I n Bombay the air was full of spices and the crying sitars of street musicians. White bungalows crowded the lanes, with peeling shutters that closed at the hottest part of every day and then opened again at night when the sky went red and deep purple. We stayed with Jock’s aunt and uncle, in their compound below the posh Malabar Hill. Jock’s parents and two of his three brothers were there, having come to see if I was up to snuff. I wanted to have a long look at them all, too—the new family I’d won, as if in a lottery.
    On the voyage, Jock had told me how his family had moved to India from Edinburgh when he was a boy, but I found it hard to remember details of landholdings and business mergers when I stood and looked at them—a band of ruddy, high-boned Scots in a silky brown Indian sea. Jock’s mother was the pinkest of all, like a flamingo in bright silk. She wore her auburn hair in a high coil that was being quietly taken over by strands of pure white. Jock’s father, Dr. William, was a version of Jock, with strong-looking hands and bright blue eyes that winked at me, trying to put me at ease, as his wife asked a string of questions that weren’t really questions.

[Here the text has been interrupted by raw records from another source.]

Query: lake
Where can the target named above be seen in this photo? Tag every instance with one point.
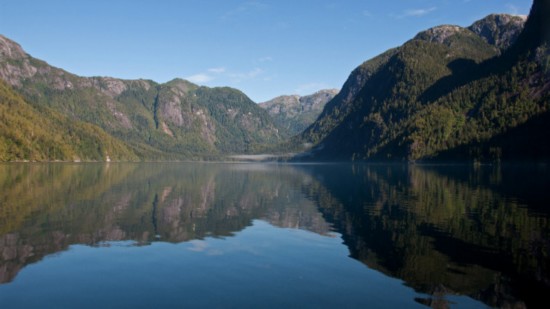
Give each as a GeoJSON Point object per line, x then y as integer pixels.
{"type": "Point", "coordinates": [131, 235]}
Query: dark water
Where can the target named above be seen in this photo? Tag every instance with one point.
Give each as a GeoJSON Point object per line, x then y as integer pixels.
{"type": "Point", "coordinates": [250, 235]}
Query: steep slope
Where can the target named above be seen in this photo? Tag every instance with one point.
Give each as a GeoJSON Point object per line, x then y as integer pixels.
{"type": "Point", "coordinates": [27, 133]}
{"type": "Point", "coordinates": [445, 88]}
{"type": "Point", "coordinates": [295, 113]}
{"type": "Point", "coordinates": [160, 121]}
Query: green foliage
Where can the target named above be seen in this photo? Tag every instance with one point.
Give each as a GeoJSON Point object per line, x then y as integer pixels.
{"type": "Point", "coordinates": [27, 133]}
{"type": "Point", "coordinates": [437, 92]}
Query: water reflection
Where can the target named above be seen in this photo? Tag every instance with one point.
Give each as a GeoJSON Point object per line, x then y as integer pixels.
{"type": "Point", "coordinates": [46, 208]}
{"type": "Point", "coordinates": [482, 232]}
{"type": "Point", "coordinates": [443, 230]}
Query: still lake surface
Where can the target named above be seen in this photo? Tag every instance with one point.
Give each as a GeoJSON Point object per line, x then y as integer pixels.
{"type": "Point", "coordinates": [148, 235]}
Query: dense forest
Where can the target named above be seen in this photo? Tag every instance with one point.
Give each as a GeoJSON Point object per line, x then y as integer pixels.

    “You’re very tall, aren’t you?” she kept saying. “Unnaturally so, don’t you think, Will?”
    “I don’t think I’d go so far as to say un
natural,
darling…. ” His brogue tipped the ends of his sentences up expectantly. I always thought he was about to say something more, but then he didn’t.
    Jock patted my knee nervously. “It means she’s healthy, Mother.”
    “Well, she’s got plenty of sun, hasn’t she?”
    Later, when Jock and I were alone in our room dressing for dinner, I studied myself in the full-length looking glass. I wasn’t used to frocks and stockings, or the strapped high-heeled shoes that were the fashion then. My stocking seams wouldn’t line up straight. My new underthings, bought in Nairobi with Emma’s instructions, pinched at my waist and under my arms. I felt like an impostor.
    “Don’t fret,” Jock said. He sat on the bed, tightening the elastic on his braces. “You look fine.”
    I reached behind me to adjust the stockings again. “Your mother doesn’t like me.”
    “She just doesn’t want to lose me. That’s how mothers are.” He’d spoken the words so lightly, but they stung. What would I know about it?
    “She looks down her nose at me,” I said.
    “Don’t be silly. You’re my wife.” He got up and came to take my hands, giving them a strong, reassuring squeeze—but as soon as he let go, his words clattered to the floor. I didn’t feel old enough to be anyone’s wife, or that I knew enough or had lived enough, or understood the essential things. I didn’t know how to say any of this to Jock, either. That I was afraid of the promises we’d made. That late at night as I lay beside him in bed I felt lonely and numb, as if some part of me had died.
    “Please kiss me,” I said, and he did, and though I leaned against him and tried to meet the kiss and to take it in, I couldn’t quite feel it. I couldn’t feel
us.
    —
    I had never spent so much time by the sea, and hated the way the air thickened with salt and sat on my skin and made me always long for a bath. I was far more comfortable with dust. Here, moisture puddled on everything and seeped into the walls, swelling the windows shut. Black spores of mould grew on the walls of the houses, ageing them like a skin.
    “It seems wrong,” I said to Jock.